- Born: 1967 Pahlavi Iran
- Died: 18 March 2020 (aged 52–53) Tajrish, Tehran, Iran
- Resting place: Martyrs Section, "Deh Emam" Cemetery, Pakdasht
- Education: Shahid Beheshti University of Medical Sciences
- Occupation: Physician

= Shirin Rouhanirad =

Shirin Rouhanirad (شیرین روحانی راد; 1967 – 18 March 2020) was an Iranian physician. She worked as a general practitioner at Shahda Pakdasht Hospital in Iran and died during her medical service after contracting COVID-19. From the onset of the COVID-19 pandemic in Iran, she treated patients in the emergency department of the hospital. She also collaborated with the Sharifabad Health Center, and the Shahid Ashrafi Esfahani Clinic in Pakdasht County.

== Death ==
After the virus spread from Qom to other cities, she worked in the emergency department of Shahda Pakdasht Hospital diagnosing infected patients.
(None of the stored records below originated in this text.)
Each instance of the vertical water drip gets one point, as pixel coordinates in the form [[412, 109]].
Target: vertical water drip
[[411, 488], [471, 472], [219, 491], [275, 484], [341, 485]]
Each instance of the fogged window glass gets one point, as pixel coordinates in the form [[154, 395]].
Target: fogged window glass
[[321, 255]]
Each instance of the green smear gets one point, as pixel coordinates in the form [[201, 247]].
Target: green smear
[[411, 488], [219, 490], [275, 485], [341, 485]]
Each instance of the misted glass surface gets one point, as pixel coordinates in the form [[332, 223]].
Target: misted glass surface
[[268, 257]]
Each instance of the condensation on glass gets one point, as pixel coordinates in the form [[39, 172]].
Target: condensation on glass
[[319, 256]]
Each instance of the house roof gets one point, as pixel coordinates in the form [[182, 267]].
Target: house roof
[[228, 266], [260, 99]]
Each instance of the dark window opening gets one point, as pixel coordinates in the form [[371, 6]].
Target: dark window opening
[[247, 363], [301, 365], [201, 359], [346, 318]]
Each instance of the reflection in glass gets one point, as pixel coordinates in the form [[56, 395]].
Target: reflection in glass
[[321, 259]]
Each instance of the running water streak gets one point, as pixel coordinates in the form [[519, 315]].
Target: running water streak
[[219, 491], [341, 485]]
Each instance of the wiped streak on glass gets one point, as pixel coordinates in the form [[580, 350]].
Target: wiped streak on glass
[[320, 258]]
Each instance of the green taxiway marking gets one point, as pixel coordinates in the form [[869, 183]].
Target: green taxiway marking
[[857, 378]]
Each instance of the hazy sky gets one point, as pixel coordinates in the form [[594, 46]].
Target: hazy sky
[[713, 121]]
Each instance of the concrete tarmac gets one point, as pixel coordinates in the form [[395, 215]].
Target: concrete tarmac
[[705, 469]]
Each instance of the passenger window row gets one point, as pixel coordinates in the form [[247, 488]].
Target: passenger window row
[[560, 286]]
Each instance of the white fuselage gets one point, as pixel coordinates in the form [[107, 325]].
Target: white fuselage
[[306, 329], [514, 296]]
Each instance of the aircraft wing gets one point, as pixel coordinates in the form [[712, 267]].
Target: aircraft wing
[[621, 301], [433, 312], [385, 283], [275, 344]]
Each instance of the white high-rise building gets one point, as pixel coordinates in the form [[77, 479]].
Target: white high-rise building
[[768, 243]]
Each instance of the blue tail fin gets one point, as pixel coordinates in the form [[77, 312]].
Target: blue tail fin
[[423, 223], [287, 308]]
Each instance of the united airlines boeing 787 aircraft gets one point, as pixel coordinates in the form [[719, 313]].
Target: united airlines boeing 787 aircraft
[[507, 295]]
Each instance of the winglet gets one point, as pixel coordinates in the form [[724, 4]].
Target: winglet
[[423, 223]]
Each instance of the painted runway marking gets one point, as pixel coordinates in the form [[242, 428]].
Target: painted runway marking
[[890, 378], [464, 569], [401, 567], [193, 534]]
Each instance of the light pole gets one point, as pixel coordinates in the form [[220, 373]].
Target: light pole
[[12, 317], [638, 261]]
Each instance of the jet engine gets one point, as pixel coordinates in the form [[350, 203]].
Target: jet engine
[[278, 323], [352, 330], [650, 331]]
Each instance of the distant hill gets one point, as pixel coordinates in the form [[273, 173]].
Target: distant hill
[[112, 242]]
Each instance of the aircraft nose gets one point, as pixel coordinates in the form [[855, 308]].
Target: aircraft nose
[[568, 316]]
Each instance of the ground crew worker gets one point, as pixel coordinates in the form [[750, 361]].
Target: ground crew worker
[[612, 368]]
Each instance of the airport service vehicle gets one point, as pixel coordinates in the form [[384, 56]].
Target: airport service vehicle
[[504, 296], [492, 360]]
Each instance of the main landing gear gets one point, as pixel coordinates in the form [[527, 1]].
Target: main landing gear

After working long hours for 25 days due to the shortage of medical personnel in Pakdasht's emergency section, she contracted the disease, but continued to visit patients even while receiving an IV drip. Eventually, due to the severity of her illness, she admitted herself to the hospital and was hospitalized for ten days at Shahda Pakdasht Hospital. Her condition worsened and she was transferred to Masih Daneshvari Hospital in the Tajrish neighborhood of Tehran, Iran, where she died on 18 March 2020. She was buried in the Martyrs Section of "Deh Emam" Cemetery in Pakdasht.